Aldwin turned back to me, his expression grave. "What I'm saying is that you were placed in a situation that shouldn't have happened. And for that, I apologize."

He nodded at Taryn, who immediately opened the leather satchel and pulled out a heavy coin purse. It clinked with the unmistakable sound of metal on metal.

Taryn set it on the table beside my bed. The purse was bulging, clearly full.

"Compensation," Taryn said, his tone more official now. "For the extreme circumstances and considerable danger you faced beyond the parameters of a standard examination. The Academy takes responsibility for the oversight."

I stared at the purse, not quite comprehending.

"There's also this," Aldwin added. He produced a small wooden case from his jacket and opened it, revealing a silver coin about the size of my palm.

It bore the Academy's crest on one side, and on the other, a single engraved word: "VALOR."

"This is awarded for exceptional performance in the face of overwhelming odds," Aldwin said quietly. "Fewer than ten are given out per year across all Academy branches."

My mouth went dry. "I... sir, I—"

"You cleared a C-rank dungeon. Solo. As a first year." Aldwin's eyes met mine directly. "Whatever you think about how you did it, however scared you were, however close you came to failing, the fact remains that you did it. You retrieved the core stone. You survived. Against impossible odds."

He closed the case and set it beside the coin purse.
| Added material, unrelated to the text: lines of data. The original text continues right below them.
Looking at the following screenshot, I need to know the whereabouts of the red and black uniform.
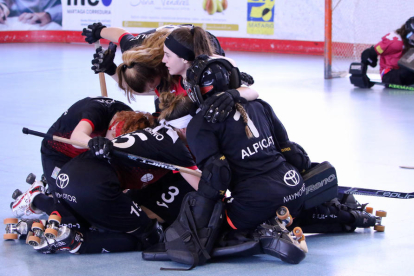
[41,97,132,194]
[374,32,414,85]
[187,100,305,229]
[55,124,196,232]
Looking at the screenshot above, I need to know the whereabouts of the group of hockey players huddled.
[6,23,388,267]
[349,17,414,90]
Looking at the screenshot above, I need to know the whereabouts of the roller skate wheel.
[293,227,303,238]
[3,218,19,224]
[374,225,385,232]
[26,173,36,185]
[45,228,57,239]
[47,215,62,224]
[3,233,18,240]
[27,236,40,246]
[32,222,45,231]
[375,210,387,218]
[12,189,23,199]
[365,207,374,214]
[276,206,289,220]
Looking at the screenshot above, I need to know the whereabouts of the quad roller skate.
[10,175,44,218]
[26,212,83,254]
[3,218,45,240]
[255,206,308,264]
[340,194,387,232]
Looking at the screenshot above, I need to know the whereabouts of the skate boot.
[3,218,46,240]
[334,194,387,232]
[26,213,83,254]
[10,181,44,218]
[253,207,308,264]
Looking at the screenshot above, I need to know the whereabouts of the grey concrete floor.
[0,44,414,275]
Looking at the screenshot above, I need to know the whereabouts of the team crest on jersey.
[283,170,300,186]
[56,173,69,189]
[141,173,154,183]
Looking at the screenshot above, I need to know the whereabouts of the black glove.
[82,22,106,44]
[197,154,231,200]
[240,72,254,86]
[91,42,116,76]
[203,89,246,123]
[279,141,311,173]
[88,136,114,159]
[361,46,378,67]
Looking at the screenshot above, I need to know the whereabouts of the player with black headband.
[148,56,382,264]
[82,23,258,119]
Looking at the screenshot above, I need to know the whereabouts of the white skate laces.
[11,181,44,218]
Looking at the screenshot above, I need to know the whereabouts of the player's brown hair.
[158,92,193,121]
[395,23,413,55]
[116,28,173,102]
[167,26,214,56]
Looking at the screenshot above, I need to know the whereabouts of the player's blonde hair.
[115,111,155,135]
[116,28,173,102]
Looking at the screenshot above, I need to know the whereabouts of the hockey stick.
[338,186,414,199]
[370,81,414,91]
[95,40,108,97]
[22,127,201,177]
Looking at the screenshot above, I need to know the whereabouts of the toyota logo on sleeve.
[56,173,69,189]
[283,170,300,186]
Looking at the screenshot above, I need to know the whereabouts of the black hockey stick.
[22,127,201,177]
[338,186,414,199]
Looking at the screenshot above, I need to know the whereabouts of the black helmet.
[184,55,241,105]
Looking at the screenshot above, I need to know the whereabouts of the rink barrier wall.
[0,31,324,55]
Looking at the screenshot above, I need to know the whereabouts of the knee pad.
[198,154,231,199]
[303,161,338,210]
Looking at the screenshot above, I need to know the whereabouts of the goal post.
[324,0,414,79]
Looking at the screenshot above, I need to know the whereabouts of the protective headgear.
[184,55,241,106]
[405,16,414,46]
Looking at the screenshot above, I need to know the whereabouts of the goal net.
[325,0,414,79]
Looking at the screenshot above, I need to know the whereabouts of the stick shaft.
[95,40,108,97]
[99,73,108,97]
[23,128,201,177]
[338,186,414,199]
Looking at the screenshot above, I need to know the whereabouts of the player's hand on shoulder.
[279,141,311,173]
[203,89,244,123]
[82,22,106,44]
[88,136,114,159]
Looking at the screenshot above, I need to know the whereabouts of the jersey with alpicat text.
[187,100,288,184]
[43,97,132,158]
[111,127,197,189]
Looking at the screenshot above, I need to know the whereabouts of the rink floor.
[0,43,414,276]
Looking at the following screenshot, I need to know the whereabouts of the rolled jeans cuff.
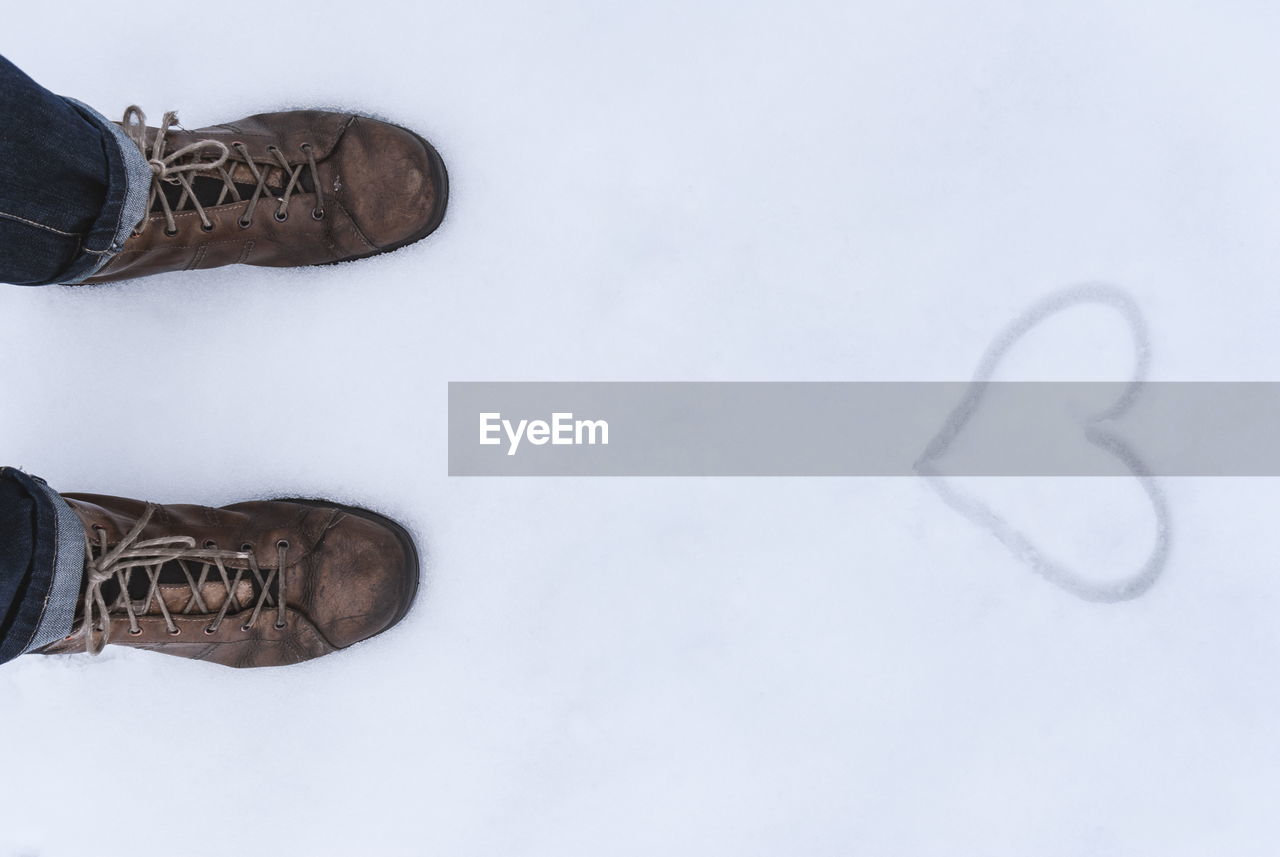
[58,96,151,285]
[23,478,86,651]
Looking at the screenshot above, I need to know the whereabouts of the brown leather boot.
[86,107,448,283]
[38,494,419,666]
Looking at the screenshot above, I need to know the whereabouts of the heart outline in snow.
[915,283,1171,604]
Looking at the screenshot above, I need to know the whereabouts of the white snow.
[0,0,1280,857]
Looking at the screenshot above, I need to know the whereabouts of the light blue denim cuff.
[26,480,86,651]
[65,98,151,285]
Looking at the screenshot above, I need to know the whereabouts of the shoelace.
[73,503,289,655]
[120,105,324,235]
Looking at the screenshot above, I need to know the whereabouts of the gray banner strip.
[449,381,1280,476]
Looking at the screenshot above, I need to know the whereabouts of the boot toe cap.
[334,118,449,251]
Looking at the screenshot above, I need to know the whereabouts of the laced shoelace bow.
[73,503,289,655]
[122,105,325,235]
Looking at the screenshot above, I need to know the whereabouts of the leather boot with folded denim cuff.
[84,107,448,284]
[37,494,419,666]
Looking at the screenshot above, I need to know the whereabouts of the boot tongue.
[151,161,295,211]
[146,579,255,615]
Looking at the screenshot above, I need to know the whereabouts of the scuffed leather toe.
[332,116,448,251]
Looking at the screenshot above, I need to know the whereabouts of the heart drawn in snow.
[915,284,1170,602]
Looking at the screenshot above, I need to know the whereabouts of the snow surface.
[0,0,1280,857]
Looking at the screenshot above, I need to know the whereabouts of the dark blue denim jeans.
[0,56,141,285]
[0,467,84,664]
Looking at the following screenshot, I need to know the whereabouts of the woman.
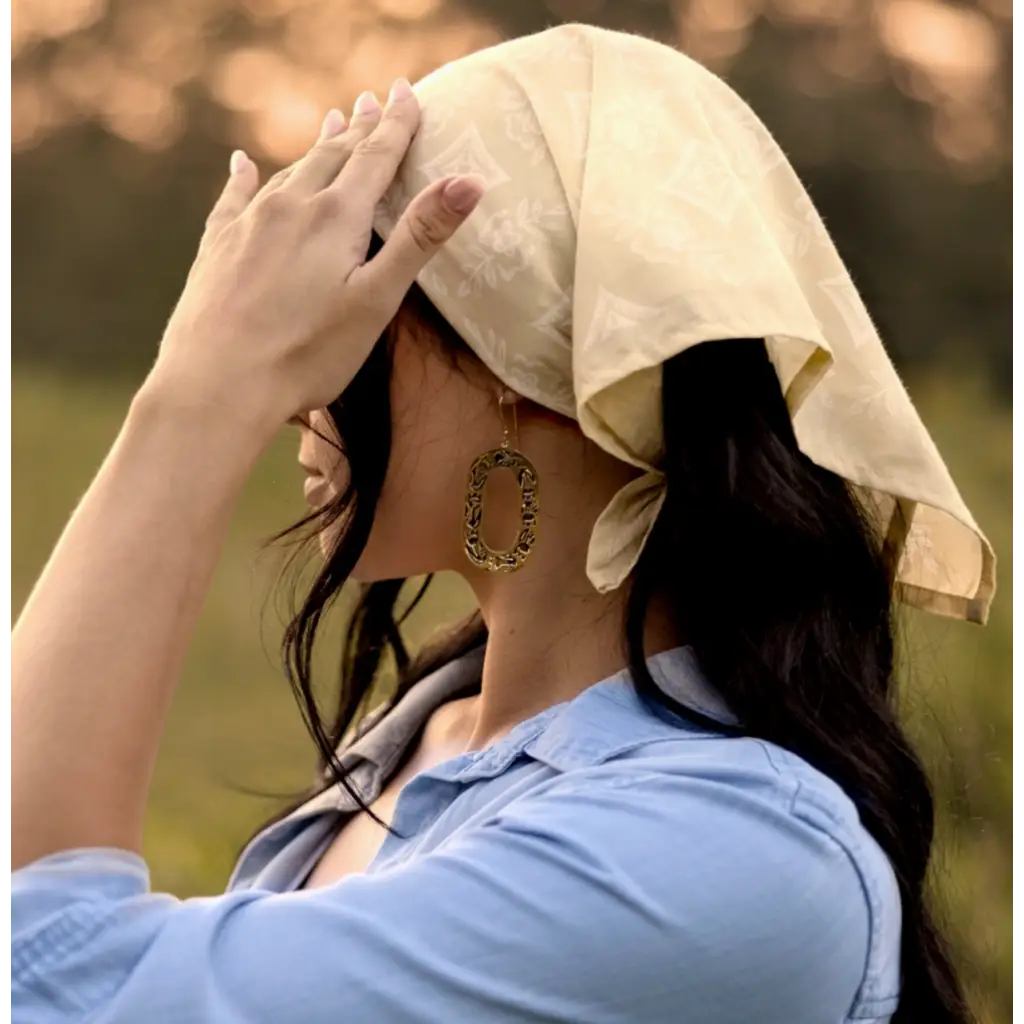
[9,27,994,1024]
"Come to my office when you've recovered. We'll discuss your official results and..." He paused, choosing his words carefully. "Your capabilities. How you accomplished what you did ."

Aldwin stood, his chair scraping against the floor.

Taryn gave me an enthusiastic thumbs up, grinning like an idiot. "Seriously, man. That was incredible. You're gonna be famous."

They moved toward the door.

And then they were gone, the door closing behind them.

I sat there, staring at the space where they'd been standing.

My mouth hung open.

No words came.

C... rank.

C-rank dungeon.

I'd survived a C-rank dungeon.

The realization hit.

Holy shit.

I dropped back against the pillows, my hands moving to clutch my hair, fingers tangling in the strands.

"Holy fuck," I whispered to the empty room. "Holy fuck that was a C-rank dungeon. Not E."

The guardian. The Wight. The collapsing corridors. The hundreds of undead.

All C-rank.

And I'd survived it.

My hands were shaking. I couldn't tell if it was from delayed shock or the sheer absurdity of what I'd just learned.

I started laughing.

Quietly at first, then louder, the sound coming out broken and slightly unhinged.

I'd passed.

I'd cleared a C-rank dungeon.

Alone.

The laughter died slowly, leaving me staring at the white ceiling again.

My body hurt. My head hurt. Everything hurt.

But somehow, impossibly, I was still alive.

I survived.

The thought repeated itself over and over, like my brain couldn't quite process it.

Eventually, exhaustion pulled at me, heavy and insistent.

I let my eyes close, my hands still tangled in my hair, the coin purse and medal case sitting on the table beside me.